Dali clears first hurdle for expansion funding

As an homage to the unique style of Salvador Dalí, the museum features a freeform glass structure wrapping around the museum, standing 75 feet tall, and made up of 1,062 panes of glass. Jonah Hinebaugh | The Crow’s Nest

By Jonah Hinebaugh

At a Pinellas County Commission meeting April 9, The Salvador Dalí Museum’s request for $17.5 million passed through the first step but still faces four more obstacles.

The funding will assist in its estimated $38.7 million budget for an expansion plan that will include a new 20,000-square-foot wing split between an exhibition space – dubbed the “Digital Dalí” – focused on immersive digital programming and a venue to host educational programs and events. It will also include a new parking garage.

The proposed plan will allocate money from Tourist Development Tax, or “Bed Tax” – a self-imposed 6-percent tax collected on accommodations in Pinellas County rented for less than six months.

The museum plans on fundraising the remaining $20.5 million.

If approved, the project is estimated to start in March 2020 and will take two years to complete.

The museum draws between 360,000 and 450,000 visitors annually, but is estimated to draw an additional 900,000 attendees in the decade following completion.

“With The Dalí attracting such consistently high demand, its existing programmatic spaces are beyond capacity, and it cannot accommodate more visitors,” wrote Hank Hine, executive director of the museum, in the application to the commission.

To accommodate the expected increase, they will build a 150,000-square-foot parking garage with 400 spaces, compared to the 130 spaces in the present garage.
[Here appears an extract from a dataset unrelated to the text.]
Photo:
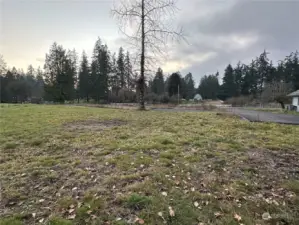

In a gesture of good faith, it will be open 24/7 to provide more parking for people headed to restaurants and bars downtown – it will also include boards, digital monitors and signage promoting other attractions in Pinellas County.

Hine says the growing demand for “immersive, innovative and mediated experiences,” and a lack of space for these new programs jump-started the efforts to expand.

The Dalí began experimenting with digital and interactive experiences as early as 2014 when the museum introduced an app that would turn a selfie into Dalí’s “Gala Contemplating the Mediterranean Sea which at Twenty Meters Becomes the Portrait of Abraham Lincoln.”

The museum plans on continuing the experience this year, with two back-to-back exhibits – titled “Dalí Lives” and “Visual Magic: Dalí’s masterworks in augmented reality” – beginning May 11, what would be the artist’s 115th birthday.

“Dalí Lives” will bring the Surrealist back to life using artificial intelligence projected onto screens and providing commentary for visitors touring the collection. “Visual Magic” will utilize a mobile app to make the artist’s work “come to life.”

The educational and community space will focus on The Dalí’s Innovation Labs that inspire new ways of thinking by applying the artist’s imaginative artistic problem-solving to business and institutional design, according to Hines.

The 302-square-foot educational program space has a capacity of 10 people, but the new space will help increase the number of participants without the fear of overcrowding.

The museum was conceived by philanthropists Albert and Eleanor Morse after spending 40 years as patrons of, and friends with, Dalí. The Morses displayed their collection in their Ohio home, and then in a self-owned museum across from their offices for most of the 1970s.

At the end of the decade, they had a national search for a permanent home.

After St. Petersburg community leaders and Florida’s Secretary of State secured a $2 million appropriation for the museum’s construction and startup costs – the state’s largest appropriation for the arts at the time – the Dalí museum set up shop in a rehabilitated marine warehouse in 1982.

That building has since been transformed into USF St. Petersburg’s Harbor Hall.

The Category 5 Hurricane Andrew sent The Dalí museum on an almost decade-long hunt for a safer location to house the collection that is valued between $500 and $700 million.

Cue the waning Bayfront Center, a once-thriving indoor arena that hosted sports, concerts and other events, such as WWE wrestling. From the Beach Boys to the Tampa Bay Rowdies, the complex prospered until bigger venues in the Tampa Bay area moved in, notably Tropicana Field.

It got to the point where it was draining funds from the city, and in 2003, The Dalí set its sights on the building, leading to the implosion of the complex in 2004.

The Dalí emerged from the rubble in 2011, thanks to designer Yann Weymouth, with 18-inch “hurricane proof” concrete walls and an iconic glass free-form dome.

To continue on its path for growth, the addition will have to be reviewed by the county and an unnamed consultant, followed by a review of the consultant’s report from the Tourist Development Council.

If all goes well, the Board of County Commissioners will authorize staff to engage in negotiations. Once funding agreements have been reached, The Dalí will have the green light to expand.

“Since first opening its doors in 1982, The Dalí Museum has been the unofficial heart and leader of fine arts in the growing arts-centric city of St. Petersburg,” Hine wrote.

“We are confident that our expansion project will drive considerable incremental tourism to our museum and to the county.”